Baseball/Softball: A Tight Grip on the Bat Does Not Improve Hitting Effectiveness

Nancy and Randy Ring

Science is a wonderful thing! It can disprove a dad's lifetime of instruction to his kids...for example, when it comes to gripping a baseball bat. For years, many of us believed that a firm grip on the bat at contact would to propel the ball farther.

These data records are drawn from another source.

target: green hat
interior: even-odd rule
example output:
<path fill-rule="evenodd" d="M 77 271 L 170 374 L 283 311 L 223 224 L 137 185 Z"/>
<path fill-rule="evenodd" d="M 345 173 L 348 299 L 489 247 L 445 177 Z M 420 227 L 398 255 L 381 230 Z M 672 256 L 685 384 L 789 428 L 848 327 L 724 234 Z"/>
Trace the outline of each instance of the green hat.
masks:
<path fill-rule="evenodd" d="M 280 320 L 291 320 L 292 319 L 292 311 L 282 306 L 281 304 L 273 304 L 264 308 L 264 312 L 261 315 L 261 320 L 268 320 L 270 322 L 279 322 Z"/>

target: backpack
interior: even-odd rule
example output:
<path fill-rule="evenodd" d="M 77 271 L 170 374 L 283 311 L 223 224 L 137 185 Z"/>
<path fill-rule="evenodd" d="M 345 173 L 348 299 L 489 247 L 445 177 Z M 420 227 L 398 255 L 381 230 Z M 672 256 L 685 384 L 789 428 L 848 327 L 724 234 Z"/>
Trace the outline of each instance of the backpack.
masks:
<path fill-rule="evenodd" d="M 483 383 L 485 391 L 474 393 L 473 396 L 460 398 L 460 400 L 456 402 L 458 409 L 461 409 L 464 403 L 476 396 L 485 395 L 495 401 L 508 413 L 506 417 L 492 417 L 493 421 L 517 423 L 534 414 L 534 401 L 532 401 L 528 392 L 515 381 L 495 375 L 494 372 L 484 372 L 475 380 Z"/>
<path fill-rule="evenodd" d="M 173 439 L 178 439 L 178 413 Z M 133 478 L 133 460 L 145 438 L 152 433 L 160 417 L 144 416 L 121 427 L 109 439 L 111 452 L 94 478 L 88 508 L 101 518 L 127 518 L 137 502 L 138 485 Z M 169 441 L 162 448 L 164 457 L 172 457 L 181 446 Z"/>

Not so, says physicist Alan Nathan, from the University of Illinois. In a recently published article in the American Journal of Physics, Nathan reveals new research showing that the grip on the bat during contact with the baseball has no effect on the speed or trajectory of the batted ball. In fact, there is no difference even if the batter takes one hand off the bat at the point of contact.

Reasons
There are several reasons why this is true:

  • At the moment of contact, the batter's hands add very little to the amount of force exerted on the ball. That's because bat speed is generated before contact occurs.
  • The collision between bat and baseball creates a vibrational wave in the bat that affects the speed of the ball leaving the bat. However, by the time the wave works its way down the bat to the hands, the ball has already departed and separated from the bat. This negates any possible effect the hands might have had on the vibrational wave and, ultimately, the speed and trajectory of the batted ball.

Helpful Hints
When teaching the science and art of hitting, let your batters grip the bat with loose hands. You'll often see pro players wiggling their fingers while in their stance. That's because tight muscles are slow muscles, and keeping the grip relaxed reduces tension in the arms and allows the arms to generate more bat speed. The hands will automatically tighten as contact approaches, although - as we have just pointed out - a death grip is not necessary.